At this point our array is properly sorted. But there is still one more thing we need to do; we need to make sure that we perform book-keeping on our map to ensure that it is in a state that accurately reflects all the runs we have in our array (if any). There are a few things we need to do:
- Decrement the ending-index for a run of values, if we swapped the incremented value with this value.
- Remove the entry for a value from the map, if there is no longer a run of values for this value.
- Add an entry into the map if we created a new run by incrementing a value.
That's basically it! So let's see what this actually looks like in code form. I used JavaScript because it is pretty easy to prototype algorithms in it. The code is pretty well-commented and so you can see where I have handled the different cases:
function incrementAndMaintainSortedArray(array, index) {
var oldValue = array[index];
var newValue = ++array[index];
if(index === (array.length - 1)) {
//Incremented element is the last element.
//We don't need to swap, but we need to see if we modified a run (if one exists)
if(endingIndices[oldValue]) {
endingIndices[oldValue]--;
}
} else if(index >= 0) {
//Incremented element is not the last element; it is in the middle of
//the array, possibly even the first element
var nextIndexValue = array[index + 1];
if(newValue === nextIndexValue) {
//If the new value is the same as the next value, we don't need to swap anything.
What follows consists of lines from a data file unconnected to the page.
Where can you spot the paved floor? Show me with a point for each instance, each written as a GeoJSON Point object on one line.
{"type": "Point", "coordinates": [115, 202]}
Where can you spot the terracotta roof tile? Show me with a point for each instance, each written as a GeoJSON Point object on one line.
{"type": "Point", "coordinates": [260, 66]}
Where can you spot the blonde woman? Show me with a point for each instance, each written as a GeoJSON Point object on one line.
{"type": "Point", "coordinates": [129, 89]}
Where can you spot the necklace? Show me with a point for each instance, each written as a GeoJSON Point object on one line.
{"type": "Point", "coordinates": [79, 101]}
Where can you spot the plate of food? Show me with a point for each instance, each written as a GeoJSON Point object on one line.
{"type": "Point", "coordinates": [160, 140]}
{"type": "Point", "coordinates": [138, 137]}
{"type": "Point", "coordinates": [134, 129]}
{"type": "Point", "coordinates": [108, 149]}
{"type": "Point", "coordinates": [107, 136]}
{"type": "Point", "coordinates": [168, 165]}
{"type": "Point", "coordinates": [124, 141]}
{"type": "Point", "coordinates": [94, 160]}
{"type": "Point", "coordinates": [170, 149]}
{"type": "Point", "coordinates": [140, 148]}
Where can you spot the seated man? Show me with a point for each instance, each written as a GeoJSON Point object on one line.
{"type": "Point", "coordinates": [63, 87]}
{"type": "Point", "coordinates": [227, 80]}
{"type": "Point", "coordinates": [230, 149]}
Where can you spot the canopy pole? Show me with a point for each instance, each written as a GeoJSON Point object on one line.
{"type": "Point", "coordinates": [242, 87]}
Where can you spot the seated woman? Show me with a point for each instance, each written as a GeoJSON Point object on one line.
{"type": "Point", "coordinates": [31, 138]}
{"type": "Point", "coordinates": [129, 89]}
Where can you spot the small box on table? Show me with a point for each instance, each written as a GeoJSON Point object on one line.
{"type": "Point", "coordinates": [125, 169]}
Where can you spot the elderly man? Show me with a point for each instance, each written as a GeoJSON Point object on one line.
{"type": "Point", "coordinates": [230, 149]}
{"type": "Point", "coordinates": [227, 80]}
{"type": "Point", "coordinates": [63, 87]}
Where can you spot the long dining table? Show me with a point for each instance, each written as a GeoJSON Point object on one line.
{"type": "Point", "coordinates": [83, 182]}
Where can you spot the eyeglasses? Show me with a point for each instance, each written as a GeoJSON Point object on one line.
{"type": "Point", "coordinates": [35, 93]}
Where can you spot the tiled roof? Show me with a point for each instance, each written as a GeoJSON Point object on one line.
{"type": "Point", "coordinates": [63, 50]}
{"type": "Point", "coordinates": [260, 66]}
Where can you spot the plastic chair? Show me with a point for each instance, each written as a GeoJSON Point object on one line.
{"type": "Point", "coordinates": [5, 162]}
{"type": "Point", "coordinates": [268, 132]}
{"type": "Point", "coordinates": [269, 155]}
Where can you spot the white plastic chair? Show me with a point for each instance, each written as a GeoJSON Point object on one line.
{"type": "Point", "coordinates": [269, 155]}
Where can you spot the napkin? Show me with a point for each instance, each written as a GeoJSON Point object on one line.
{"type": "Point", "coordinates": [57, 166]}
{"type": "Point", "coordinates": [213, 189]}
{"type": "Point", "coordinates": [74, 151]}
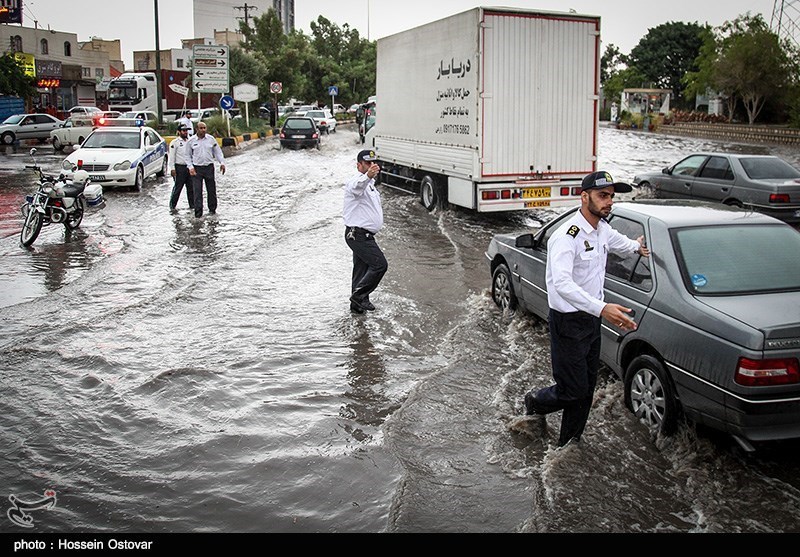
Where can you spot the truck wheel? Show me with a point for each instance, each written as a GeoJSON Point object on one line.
{"type": "Point", "coordinates": [430, 194]}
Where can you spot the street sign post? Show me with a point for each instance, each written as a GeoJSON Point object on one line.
{"type": "Point", "coordinates": [226, 103]}
{"type": "Point", "coordinates": [246, 93]}
{"type": "Point", "coordinates": [333, 90]}
{"type": "Point", "coordinates": [210, 69]}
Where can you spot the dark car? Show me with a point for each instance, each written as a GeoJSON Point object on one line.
{"type": "Point", "coordinates": [717, 306]}
{"type": "Point", "coordinates": [760, 182]}
{"type": "Point", "coordinates": [298, 132]}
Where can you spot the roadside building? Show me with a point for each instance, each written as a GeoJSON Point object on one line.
{"type": "Point", "coordinates": [66, 73]}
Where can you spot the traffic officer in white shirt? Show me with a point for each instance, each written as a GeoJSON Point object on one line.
{"type": "Point", "coordinates": [363, 218]}
{"type": "Point", "coordinates": [179, 171]}
{"type": "Point", "coordinates": [576, 265]}
{"type": "Point", "coordinates": [202, 150]}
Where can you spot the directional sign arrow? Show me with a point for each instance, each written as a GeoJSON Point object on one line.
{"type": "Point", "coordinates": [210, 63]}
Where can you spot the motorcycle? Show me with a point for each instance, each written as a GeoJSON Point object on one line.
{"type": "Point", "coordinates": [56, 201]}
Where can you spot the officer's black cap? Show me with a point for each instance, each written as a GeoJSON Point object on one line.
{"type": "Point", "coordinates": [602, 179]}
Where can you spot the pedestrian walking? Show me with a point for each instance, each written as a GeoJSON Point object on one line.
{"type": "Point", "coordinates": [186, 120]}
{"type": "Point", "coordinates": [363, 218]}
{"type": "Point", "coordinates": [179, 170]}
{"type": "Point", "coordinates": [203, 150]}
{"type": "Point", "coordinates": [576, 264]}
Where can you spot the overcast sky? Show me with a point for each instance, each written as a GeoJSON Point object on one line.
{"type": "Point", "coordinates": [624, 22]}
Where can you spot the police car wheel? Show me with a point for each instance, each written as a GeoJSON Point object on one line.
{"type": "Point", "coordinates": [649, 394]}
{"type": "Point", "coordinates": [502, 289]}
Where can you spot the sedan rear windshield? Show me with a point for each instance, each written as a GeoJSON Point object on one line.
{"type": "Point", "coordinates": [739, 259]}
{"type": "Point", "coordinates": [758, 168]}
{"type": "Point", "coordinates": [298, 124]}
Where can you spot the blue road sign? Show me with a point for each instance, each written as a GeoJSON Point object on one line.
{"type": "Point", "coordinates": [226, 102]}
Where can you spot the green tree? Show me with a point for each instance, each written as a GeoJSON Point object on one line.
{"type": "Point", "coordinates": [666, 53]}
{"type": "Point", "coordinates": [752, 64]}
{"type": "Point", "coordinates": [13, 80]}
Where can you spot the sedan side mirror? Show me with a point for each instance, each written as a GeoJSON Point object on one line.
{"type": "Point", "coordinates": [526, 241]}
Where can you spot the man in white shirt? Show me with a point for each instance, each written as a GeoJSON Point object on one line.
{"type": "Point", "coordinates": [179, 170]}
{"type": "Point", "coordinates": [363, 218]}
{"type": "Point", "coordinates": [576, 266]}
{"type": "Point", "coordinates": [202, 150]}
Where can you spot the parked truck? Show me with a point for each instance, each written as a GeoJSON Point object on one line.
{"type": "Point", "coordinates": [492, 109]}
{"type": "Point", "coordinates": [138, 91]}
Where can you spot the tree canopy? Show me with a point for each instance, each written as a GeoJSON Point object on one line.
{"type": "Point", "coordinates": [666, 53]}
{"type": "Point", "coordinates": [13, 79]}
{"type": "Point", "coordinates": [307, 65]}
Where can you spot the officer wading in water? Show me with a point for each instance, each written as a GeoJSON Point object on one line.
{"type": "Point", "coordinates": [363, 218]}
{"type": "Point", "coordinates": [576, 266]}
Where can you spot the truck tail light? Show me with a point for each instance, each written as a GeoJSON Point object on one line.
{"type": "Point", "coordinates": [763, 373]}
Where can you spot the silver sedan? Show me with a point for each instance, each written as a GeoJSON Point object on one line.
{"type": "Point", "coordinates": [763, 183]}
{"type": "Point", "coordinates": [718, 312]}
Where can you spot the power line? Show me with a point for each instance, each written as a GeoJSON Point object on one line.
{"type": "Point", "coordinates": [246, 8]}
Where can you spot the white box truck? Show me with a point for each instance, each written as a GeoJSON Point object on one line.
{"type": "Point", "coordinates": [492, 109]}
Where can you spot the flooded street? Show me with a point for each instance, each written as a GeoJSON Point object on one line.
{"type": "Point", "coordinates": [170, 374]}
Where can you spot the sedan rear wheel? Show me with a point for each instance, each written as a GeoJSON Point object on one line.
{"type": "Point", "coordinates": [650, 396]}
{"type": "Point", "coordinates": [502, 289]}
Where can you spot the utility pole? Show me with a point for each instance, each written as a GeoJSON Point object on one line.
{"type": "Point", "coordinates": [159, 91]}
{"type": "Point", "coordinates": [246, 8]}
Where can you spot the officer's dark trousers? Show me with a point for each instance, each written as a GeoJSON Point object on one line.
{"type": "Point", "coordinates": [182, 178]}
{"type": "Point", "coordinates": [575, 355]}
{"type": "Point", "coordinates": [369, 263]}
{"type": "Point", "coordinates": [204, 173]}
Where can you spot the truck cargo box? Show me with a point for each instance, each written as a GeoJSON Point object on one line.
{"type": "Point", "coordinates": [492, 97]}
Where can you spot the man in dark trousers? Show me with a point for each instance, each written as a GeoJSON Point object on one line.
{"type": "Point", "coordinates": [576, 266]}
{"type": "Point", "coordinates": [179, 171]}
{"type": "Point", "coordinates": [363, 218]}
{"type": "Point", "coordinates": [203, 150]}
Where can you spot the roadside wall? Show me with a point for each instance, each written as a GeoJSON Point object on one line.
{"type": "Point", "coordinates": [734, 132]}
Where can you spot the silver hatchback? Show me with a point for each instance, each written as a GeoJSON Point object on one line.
{"type": "Point", "coordinates": [718, 312]}
{"type": "Point", "coordinates": [764, 183]}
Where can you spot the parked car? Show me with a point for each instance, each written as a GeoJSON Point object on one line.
{"type": "Point", "coordinates": [324, 120]}
{"type": "Point", "coordinates": [28, 126]}
{"type": "Point", "coordinates": [83, 110]}
{"type": "Point", "coordinates": [763, 183]}
{"type": "Point", "coordinates": [718, 335]}
{"type": "Point", "coordinates": [72, 132]}
{"type": "Point", "coordinates": [298, 132]}
{"type": "Point", "coordinates": [120, 156]}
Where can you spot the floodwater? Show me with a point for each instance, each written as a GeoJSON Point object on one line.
{"type": "Point", "coordinates": [170, 374]}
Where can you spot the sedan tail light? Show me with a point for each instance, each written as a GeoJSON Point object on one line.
{"type": "Point", "coordinates": [763, 373]}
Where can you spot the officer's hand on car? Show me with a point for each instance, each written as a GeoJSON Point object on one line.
{"type": "Point", "coordinates": [618, 316]}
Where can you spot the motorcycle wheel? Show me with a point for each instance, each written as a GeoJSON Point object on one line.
{"type": "Point", "coordinates": [74, 219]}
{"type": "Point", "coordinates": [31, 227]}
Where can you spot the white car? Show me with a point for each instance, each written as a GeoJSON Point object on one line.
{"type": "Point", "coordinates": [323, 118]}
{"type": "Point", "coordinates": [72, 132]}
{"type": "Point", "coordinates": [120, 156]}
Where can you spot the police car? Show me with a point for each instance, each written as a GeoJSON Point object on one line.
{"type": "Point", "coordinates": [120, 156]}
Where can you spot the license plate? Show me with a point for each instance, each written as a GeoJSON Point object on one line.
{"type": "Point", "coordinates": [535, 204]}
{"type": "Point", "coordinates": [528, 193]}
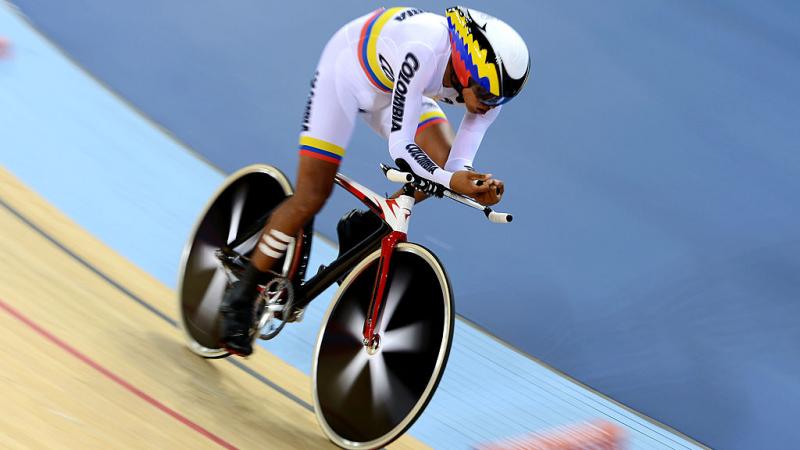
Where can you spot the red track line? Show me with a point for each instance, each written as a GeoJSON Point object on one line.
{"type": "Point", "coordinates": [113, 377]}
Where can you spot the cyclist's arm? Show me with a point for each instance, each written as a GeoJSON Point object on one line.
{"type": "Point", "coordinates": [415, 71]}
{"type": "Point", "coordinates": [468, 139]}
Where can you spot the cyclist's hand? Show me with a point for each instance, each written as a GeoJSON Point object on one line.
{"type": "Point", "coordinates": [464, 182]}
{"type": "Point", "coordinates": [493, 195]}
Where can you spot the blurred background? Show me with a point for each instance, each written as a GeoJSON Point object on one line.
{"type": "Point", "coordinates": [652, 164]}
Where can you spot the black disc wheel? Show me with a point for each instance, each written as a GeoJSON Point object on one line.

But
//we are doing some book-keeping later with the endingIndices map. That code requires
//the ending index (i.e., where we moved the incremented value to). Since we didn't
//move it anywhere, the endingIndex is simply the index of the incremented element.
endingIndex = index;
} else if(newValue > nextIndexValue) {
//If the new value is greater than the next value, we will have to swap it
var swapIndex = -1;
if(!endingIndices[nextIndexValue]) {
//If the next value doesn't have a run, then location we have to swap with
//is just the next index
swapIndex = index + 1;
} else {
//If the next value has a run, we get the swap index from the map
swapIndex = endingIndices[nextIndexValue];
}
array[index] = nextIndexValue;
array[swapIndex] = newValue;
endingIndex = swapIndex;
} else {
//If the next value is already greater, there is nothing we need to swap but we do
//need to do some book-keeping with the endingIndices map later, because it is
//possible that we modified a run (the value might be the same as the value that
//came before it). Since we don't have anything to swap, the endingIndex is
//effectively the index that we are incrementing.
endingIndex = index;
}
//Moving the new value to its new position may have created a new run, so we need to
//check for that. This will only happen if the new position is not at the end of
//the array, and the new value does not have an entry in the map, and the value
//at the position after the new position is the same as the new value
if(endingIndex < (array.length - 1) &&
!endingIndices[newValue] &&
array[endingIndex + 1] === newValue) {
endingIndices[newValue] = endingIndex + 1;
}
//We also need to check to see if the old value had an entry in the
//map because now that run has been shortened by one.
if(endingIndices[oldValue]) {
var newEndingIndex = --endingIndices[oldValue];
if(newEndingIndex === 0 ||
(newEndingIndex > 0 && array[newEndingIndex - 1] !== oldValue)) {
//In this case we check to see if the old value only has one entry, in
//which case there is no run of values and so we will need to remove
//its entry from the map. This happens when the new ending-index for this
//value is the first location (0) or if the location before the new
//ending-index doesn't contain the old value.
delete endingIndices[oldValue];
}
}
}
}
You can check out a runnable version of this code at jsfiddle.net. The code includes a test-harness that increments random locations in an array and ensures that the array is sorted after each iteration.